As I worked on the puzzle, I realized that working through the puzzle was a metaphor for living. I have in mind a picture of what I expect from life---a picture of the outcome. I want my life to be beautiful like Klimt's painting filled with gardens, love, relationships, harmonious, rhythmic patterns, and perfect edges. I loved my basic design art class that is where learned one can create a universe of beauty within seeming rigid parameters and boundaries.
I set a plan. I separated the background pieces from the garden; his clothing from her clothing; his skin from her skin. I set the edges and then worked in from edge pieces. I especially liked the boundary pieces that have the colors of two sections. Sometimes I focused on color patterns, sometimes on puzzle piece shapes, sometimes on the big picture content, and sometimes I talked to the puzzle pieces. I would ask the puzzle pieces, "Where are your friends? Where do you belong?"
Sometimes when nothing in the puzzle seemed to fit together, I would work outside the puzzle. I would find a pair of pieces that fit together nicely and I would build on them outside the boundaries of the puzzle. Then I would take this pattern and place it inside the puzzle boundaries and move it around until the perfect placement presented itself.
When everything was correctly placed, the puzzle had a beautiful seamless quality. It was rhythmic with harmonious colors and no ruff edges. If I was forcing the shapes together the picture edges would loosen threatening the beauty of the picture. I feel sad for the pieces I ripped---but there are only three that look really worn and tired.
The process was not perfect. I had several false starts. I had to redo sections of the edges on three sides as what seemed to be perfect decisions were actually misplaced pieces. When I tried to incorporate the pattern section I completed outside the puzzle into the puzzle, it seemed not to fit. I was really frustrated as the pattern section had internal integrity and the puzzle was 80% complete with beauty and symmetry.

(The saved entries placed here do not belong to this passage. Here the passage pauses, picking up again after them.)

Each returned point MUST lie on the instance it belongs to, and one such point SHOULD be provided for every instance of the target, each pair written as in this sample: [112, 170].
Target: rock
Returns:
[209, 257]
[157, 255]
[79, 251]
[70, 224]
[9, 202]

I asked myself, what is my best tactic for dealing with problems that seem intractable? Flexibility of thinking works---change my point of view, turn my choice---90 degrees, 180, 270, 360. My last puzzle pieces I struggled with for days. At last I realized they did not belong to the right side of the puzzle but belonged to the six isolated pieces missing from the left side of the puzzle. Like life, I didn't understand these outlier pieces until I stepped back and accepted the reality. The picture is only complete when I incorporate the outliers in the open spaces. They slipped in quietly, comfortably. They blend in perfectly. One piece looks like a little man with shovel feet and the other piece looks like a house with handles on the sides.
I remember that my guidance once told me every season has a focus and winter time is a time for reflection. After honest reflection, one knows what seeds to plant in the spring. This winter seems endless. My puzzle gave me a focus for reflection and I reclaimed my excitement and anticipation. The kiss of Spring will be glorious and brings with it great potential. Now I have thoughts on the seeds I hope to plant.